JULIET Le Page spent her 20s and 30s forging her career as a physiotherapist and did not feel any maternal urges until she reached her early-40s.
That changed when she met her husband Richard, an investment manager, at the age of 42, and suddenly felt a deep longing to have a baby.
The couple, however, split up and did not get back together until a year later.
By this time Ms Le Page, who lives in Trinity, Edinburgh, realised that she was unlikely to get pregnant naturally and so she was referred for fertility treatment at the Edinburgh Royal Infirmary.
Following a two-and-a-half year wait for treatment she finally got pregnant with IVF using donor eggs and gave birth to a son, Rafe, when she was 47 years old.
Two years later she decided to have another child and this time she travelled to a private fertility treatment situated in Barcelona, Spain.

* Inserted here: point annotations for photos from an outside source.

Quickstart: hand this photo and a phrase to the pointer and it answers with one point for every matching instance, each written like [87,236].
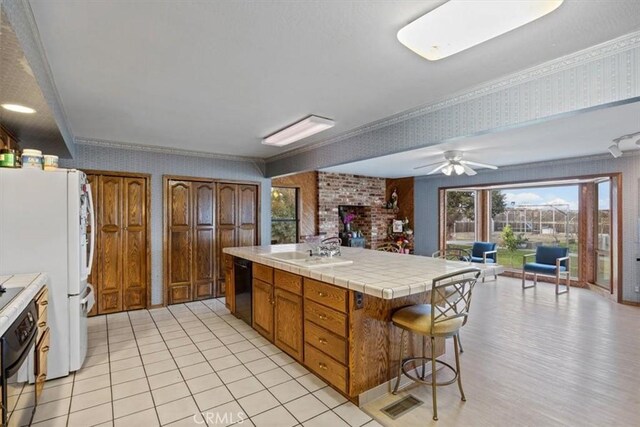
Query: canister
[7,158]
[31,159]
[50,162]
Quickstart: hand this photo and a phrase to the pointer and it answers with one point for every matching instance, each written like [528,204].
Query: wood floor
[536,359]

Again she was lucky to conceive on the first cycle with a donor egg and had her baby daughter, Julia, a day after her 50th birthday.

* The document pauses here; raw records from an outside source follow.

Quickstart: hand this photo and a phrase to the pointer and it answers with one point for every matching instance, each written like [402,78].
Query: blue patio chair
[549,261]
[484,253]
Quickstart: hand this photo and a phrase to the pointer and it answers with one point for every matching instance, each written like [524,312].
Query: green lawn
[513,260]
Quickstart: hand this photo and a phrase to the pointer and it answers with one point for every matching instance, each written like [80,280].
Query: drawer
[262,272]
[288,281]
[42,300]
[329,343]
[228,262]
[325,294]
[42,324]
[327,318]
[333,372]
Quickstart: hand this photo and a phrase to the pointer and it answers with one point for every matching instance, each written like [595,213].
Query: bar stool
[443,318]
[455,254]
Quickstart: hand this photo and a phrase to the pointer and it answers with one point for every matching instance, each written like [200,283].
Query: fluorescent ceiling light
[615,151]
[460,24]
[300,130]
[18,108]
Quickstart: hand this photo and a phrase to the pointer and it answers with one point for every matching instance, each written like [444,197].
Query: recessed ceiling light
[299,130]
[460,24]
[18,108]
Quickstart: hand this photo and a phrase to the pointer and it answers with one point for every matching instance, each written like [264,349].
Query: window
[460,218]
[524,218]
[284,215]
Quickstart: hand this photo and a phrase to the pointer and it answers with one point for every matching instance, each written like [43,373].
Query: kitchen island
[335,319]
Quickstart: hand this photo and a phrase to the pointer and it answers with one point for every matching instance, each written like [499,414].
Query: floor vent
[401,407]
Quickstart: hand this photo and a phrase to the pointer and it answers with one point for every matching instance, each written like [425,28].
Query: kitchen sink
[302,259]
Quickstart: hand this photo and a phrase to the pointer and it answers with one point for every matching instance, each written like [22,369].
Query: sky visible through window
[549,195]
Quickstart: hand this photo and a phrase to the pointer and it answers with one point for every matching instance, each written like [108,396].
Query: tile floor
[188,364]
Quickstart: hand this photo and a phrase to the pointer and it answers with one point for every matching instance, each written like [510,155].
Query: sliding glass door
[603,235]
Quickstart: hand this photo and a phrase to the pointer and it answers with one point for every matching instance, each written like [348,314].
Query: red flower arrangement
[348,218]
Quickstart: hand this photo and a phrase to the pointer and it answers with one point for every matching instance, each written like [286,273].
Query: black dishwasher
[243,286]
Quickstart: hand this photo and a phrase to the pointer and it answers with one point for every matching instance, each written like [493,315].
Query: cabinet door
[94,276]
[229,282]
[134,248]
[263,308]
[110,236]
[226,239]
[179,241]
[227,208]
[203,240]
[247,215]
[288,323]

Ms Le Page is now 54 and her children, aged seven and five, are both at primary school but she does not feel she stands out at the school gate as particularly old.
"There are a lot of older mothers collecting children and I certainly don't feel like an exception," she said.
"If anything the mothers in the minority are those in their 20s."
Ms Le Page works with a group called Fertility Focus, which advises women wanting to get pregnant.
She says most of her clients are aged between 35 and 45. One client over 45 is expecting twins, having travelled to the Czech Republic for IVF treatment with egg donation.